A senior political commentator and former Sena MP Bharat Kumar Raut said, “When the Sena was formed, Prabodhankar Thackeray (Uddhav’s grandfather) had at a public rally declared that he was gifting his son Bal (Thackeray) to Mumbai. The Sena’s connect with Mumbai has thus remained special.”
However, Raut, an eyewitness to the evolution of Sena and BJP politics, added: “While the Sena may have overshadowed the BJP within Mumbai with its political dominance in the BMC, there can be no justification to its questioning the BJP’s relationship with Mumbai.”
Raut, who was present at the first BJP conclave at Bandra Reclamation three decades ago, recalls, “Atal Bihari Vajpayee made a sterling speech with his prediction — ‘Andhera Chhatega, Suraj Niklega, Kamal Khilega (The darkness will pave way for a new dawn and the lotus will bloom).’ Moreover, the RSS had its shakhas at Shivaji Park, Girgaum and Worli even before the birth of the Shiv Sena. The then Jana Sangha, which was later merged into the BJP, too had been active in Mumbai.”

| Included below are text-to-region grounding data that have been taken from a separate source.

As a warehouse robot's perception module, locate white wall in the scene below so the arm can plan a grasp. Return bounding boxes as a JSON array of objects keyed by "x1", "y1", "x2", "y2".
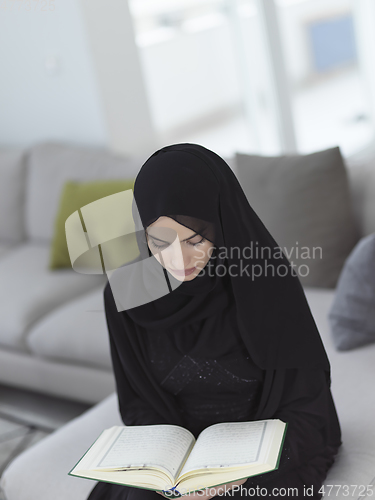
[
  {"x1": 279, "y1": 0, "x2": 354, "y2": 86},
  {"x1": 0, "y1": 0, "x2": 108, "y2": 146}
]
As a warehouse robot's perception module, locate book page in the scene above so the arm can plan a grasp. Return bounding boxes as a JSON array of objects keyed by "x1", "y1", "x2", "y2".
[
  {"x1": 180, "y1": 420, "x2": 269, "y2": 476},
  {"x1": 93, "y1": 425, "x2": 194, "y2": 478}
]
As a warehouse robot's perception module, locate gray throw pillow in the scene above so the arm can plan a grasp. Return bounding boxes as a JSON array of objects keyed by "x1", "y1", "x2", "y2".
[
  {"x1": 236, "y1": 147, "x2": 360, "y2": 288},
  {"x1": 328, "y1": 233, "x2": 375, "y2": 351}
]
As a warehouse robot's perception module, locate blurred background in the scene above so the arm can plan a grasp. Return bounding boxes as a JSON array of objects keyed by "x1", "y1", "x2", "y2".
[
  {"x1": 0, "y1": 0, "x2": 375, "y2": 156},
  {"x1": 0, "y1": 0, "x2": 375, "y2": 500}
]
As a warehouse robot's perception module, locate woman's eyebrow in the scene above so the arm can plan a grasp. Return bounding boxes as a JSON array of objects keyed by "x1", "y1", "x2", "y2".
[{"x1": 146, "y1": 231, "x2": 199, "y2": 243}]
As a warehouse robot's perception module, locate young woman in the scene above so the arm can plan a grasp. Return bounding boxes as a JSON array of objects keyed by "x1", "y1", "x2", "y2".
[{"x1": 89, "y1": 144, "x2": 341, "y2": 500}]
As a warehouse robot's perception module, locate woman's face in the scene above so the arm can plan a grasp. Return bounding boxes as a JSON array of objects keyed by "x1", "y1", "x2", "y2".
[{"x1": 146, "y1": 216, "x2": 214, "y2": 281}]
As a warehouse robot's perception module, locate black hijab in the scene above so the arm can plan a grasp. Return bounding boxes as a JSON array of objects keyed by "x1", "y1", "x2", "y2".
[
  {"x1": 124, "y1": 144, "x2": 329, "y2": 370},
  {"x1": 104, "y1": 144, "x2": 341, "y2": 481}
]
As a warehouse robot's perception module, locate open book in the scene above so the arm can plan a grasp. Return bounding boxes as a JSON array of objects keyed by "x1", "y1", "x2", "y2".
[{"x1": 69, "y1": 419, "x2": 288, "y2": 496}]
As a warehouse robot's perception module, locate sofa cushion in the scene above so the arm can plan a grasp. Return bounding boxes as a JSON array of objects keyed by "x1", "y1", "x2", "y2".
[
  {"x1": 345, "y1": 151, "x2": 375, "y2": 236},
  {"x1": 236, "y1": 147, "x2": 359, "y2": 287},
  {"x1": 0, "y1": 149, "x2": 26, "y2": 244},
  {"x1": 0, "y1": 243, "x2": 105, "y2": 350},
  {"x1": 329, "y1": 233, "x2": 375, "y2": 351},
  {"x1": 27, "y1": 286, "x2": 112, "y2": 370},
  {"x1": 49, "y1": 179, "x2": 135, "y2": 269},
  {"x1": 26, "y1": 142, "x2": 142, "y2": 243}
]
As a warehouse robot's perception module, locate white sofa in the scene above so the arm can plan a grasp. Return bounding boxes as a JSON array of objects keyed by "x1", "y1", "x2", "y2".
[{"x1": 0, "y1": 144, "x2": 375, "y2": 500}]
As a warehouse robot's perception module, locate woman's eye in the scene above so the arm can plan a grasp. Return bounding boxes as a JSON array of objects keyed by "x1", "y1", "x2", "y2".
[{"x1": 151, "y1": 240, "x2": 168, "y2": 248}]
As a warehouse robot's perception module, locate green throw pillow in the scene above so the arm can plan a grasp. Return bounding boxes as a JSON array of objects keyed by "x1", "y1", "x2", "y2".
[{"x1": 49, "y1": 179, "x2": 135, "y2": 269}]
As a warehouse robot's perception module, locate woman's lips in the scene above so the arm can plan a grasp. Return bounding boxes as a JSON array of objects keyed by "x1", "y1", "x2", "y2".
[{"x1": 170, "y1": 267, "x2": 196, "y2": 276}]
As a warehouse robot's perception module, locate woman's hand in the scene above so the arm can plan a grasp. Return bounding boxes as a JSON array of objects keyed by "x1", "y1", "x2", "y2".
[{"x1": 156, "y1": 477, "x2": 248, "y2": 500}]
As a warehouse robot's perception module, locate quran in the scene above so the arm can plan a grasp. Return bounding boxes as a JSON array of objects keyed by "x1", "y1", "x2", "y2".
[{"x1": 68, "y1": 419, "x2": 288, "y2": 497}]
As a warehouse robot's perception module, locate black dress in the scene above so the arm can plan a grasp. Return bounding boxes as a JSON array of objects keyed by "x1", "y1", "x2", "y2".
[{"x1": 88, "y1": 292, "x2": 337, "y2": 500}]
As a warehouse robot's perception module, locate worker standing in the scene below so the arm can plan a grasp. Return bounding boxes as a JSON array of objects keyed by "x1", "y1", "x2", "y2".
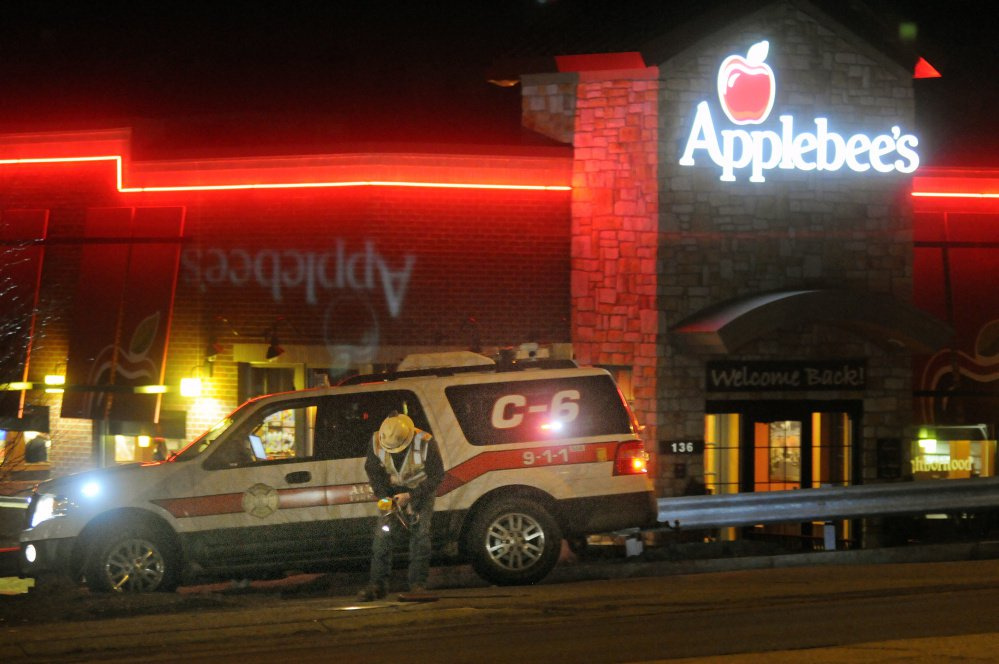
[{"x1": 357, "y1": 413, "x2": 444, "y2": 602}]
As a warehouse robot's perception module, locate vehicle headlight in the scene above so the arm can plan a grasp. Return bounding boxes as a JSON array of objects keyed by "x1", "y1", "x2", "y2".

At the first BJP poll rally in Mumbai last week, Fadnavis had recalled Vajpayee’s poetic slogan to boost the morale of his partyworkers at the NSC grounds at Goregaon. The party has also invoked Chhatrapati Shivaji, the symbol of Marathi pride, often. While the Sena has claimed this is an attempt to hijack their icon, a senior leader in the BJP claimed: “Right at the foundation of the party, we had said we draw inspiration from the life and struggle of Chhatrapati Shivaji Maharaj.” Fadnavis has gone a step ahead to tick off the Sena: “Chhatrapati Shivaji never tolerated extortion or corruption.”
A poll strategist in the BJP said, “Our party never severed connect with our birth place. When we completed 25 years, the late Pramod Mahajan held a conclave at the same Bandra Reclamation grounds.”
However, a party insider admitted, “The Sena’s hold in the BMC, coupled with its politics of aggression centred around the Marathi manoos agenda, has given it a different connect with Mumbai.”
As the elections come closer, a desperate Sena is reverting to its tried-and-trusted agenda of Mumbai asmita (Mumbai’s Pride), centred around the sons of the soil. Afraid that the BJP is making inroads into its stronghold —Maharashtrian-dominated seats — the Sena is reworking its strategy. Whether it is giving more jobs to the sons of the soil in railways or representation in private sector, the old issues are being raked.
The BJP, so far, has stuck to its development agenda of “transformation of Mumbai through inclusive and holistic development”. As the former allies turn bitter competitors, along with the BMC, more seems to be at stake: the Mumbai legacy.